Una seconda saetta piombò dal cielo e risalì nel medesimo istante dal Monte Corona! Le rocce si fusero nell’esplosione e ruscellarono come acqua. Il tuono penetrò in loro con un rombo mortale, torcendo e budella. E il monaco morì, abbattuto da un colpo tra la gola e la corazza. Morì gridando, ma non infelice. Era un brav’uomo.

— Adesso, secondo l’ordine di Melchisedec, sei prete per sempre — fu il requiem di Paul. — Attento alla tua sinistra, Maxwell! Oh, beh, pazienza… troppo tardi!

Nel buio incredibilmente profondo, il corpo di Maxwell era stato fracassato prima che l’avvertimento di Paul lo raggiungesse, e il suo spirito singolare era stato separato dal corpo. Pazienza, tanto Maxwell aveva il suo sistema per farsi vivo un’altra volta: era la sua specialità.

— Esita adesso e resterai qui per sempre — sussurrò Evita a Thomas. Questo era il momento in cui si poteva tentare anche la fuga più pazzesca.

Una terza saetta sprizzò tra il Monte Corona e il Monte Elettrico, accecando e paralizzando sia le macchine che gli umani. Giù, allora! Giù a folle velocità, dove un solo passo falso significava precipitare verso la morte.

Giù, mentre brillava una luce più accecante di qualsiasi oscurità; giù, approfittando di attimi più brevi della vita di un lampo. Giù, attraverso l’oscurità vera, densa e compatta. Giù, attraverso i rimbombi che stordiscono e fanno impazzire le sonde sensoriali e gli organi di senso. Giù come una goccia d’acqua, prima dell’esplosione catastrofica del tuono.

Poi, giù ancora per un minuto, un quarto d’ora, un’ora, scoperti e nuovamente perseguitati dagli inseguitori di ferro, ululanti.

Giù, lungo il pianoro sottostante, e poi giù ancora, mentre una parte dei Programmati li inseguiva da vicino e gli altri rimanevano sul luogo della trappola scattata intorno alla vetta, mutilando e registrando quanto era rimasto: tre umani morti, un ibrido morto (le registrazioni finali dichiaravano che aveva abbracciato all’ultimo momento la causa umana), una creatura che parlava sconnessamente, ma che non li interessava perché non rappresentava un pericolo, né per l’Ideale, né per nient’altro.

Ma tre delle prede erano riuscite a fuggire, precipitandosi giù per il pendio con decisione fulminea.

Pazienza. Se i Programmati non li avessero presi quella notte, lo avrebbero fatto domani. Intanto, gli Assassini che ancora li inseguivano non erano affatto decisi a mollarli.

Thomas, Paul, e la mocciosa impertinente Evita avevano tutti gambe robuste e disponevano di un irresistibile desiderio di sopravvivere. Non si trovavano più nel cuore della tempesta torreggiante e anche i loro sensi stavano risvegliandosi, dopo lo stordimento. Adesso il temporale era molto al di sopra di loro, e non erano più al centro dello spettacolo. Ma erano carichi di elettricità, e scintille scoccavano dal loro corpo. Erano luminescenti, circondati da una corona, da un’aureola di un blu elettrico. Risplendevano e sibilavano come spettri.

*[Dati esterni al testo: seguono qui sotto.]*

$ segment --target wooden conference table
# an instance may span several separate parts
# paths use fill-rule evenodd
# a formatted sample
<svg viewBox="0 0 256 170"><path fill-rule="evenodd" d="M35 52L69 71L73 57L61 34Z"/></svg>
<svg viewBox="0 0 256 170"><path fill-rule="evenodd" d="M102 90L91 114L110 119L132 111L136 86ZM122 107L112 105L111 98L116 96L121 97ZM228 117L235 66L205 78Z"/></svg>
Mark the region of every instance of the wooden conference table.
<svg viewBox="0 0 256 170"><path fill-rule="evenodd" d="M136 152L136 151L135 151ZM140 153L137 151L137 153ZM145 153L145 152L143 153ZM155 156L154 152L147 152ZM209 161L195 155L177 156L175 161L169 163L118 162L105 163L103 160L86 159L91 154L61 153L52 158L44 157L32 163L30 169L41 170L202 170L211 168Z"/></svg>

Arrivarono nelle distese incolte della savana alle prime luci dell’alba. Pioveva a torrenti, una pioggia catastrofica che faceva parte dell’equilibrio che conservava dorata Astrobia. Era una pioggia selvaggia che sembrava cadere da un abisso, un autentico diluvio.

Avevano marciato tutta la notte per sfuggire al diluvio; ogni ruscello si era trasformato in un fiume in piena. Era già l’alba prima che potessero vedersi in viso, e tutti e tre, Thomas, Evita e Paul avevano subito un profondo cambiamento. La montagna li aveva trasfigurati. Non erano più quelli di prima. Qualcosa di nuovo era stato marchiato a fuoco dentro di loro.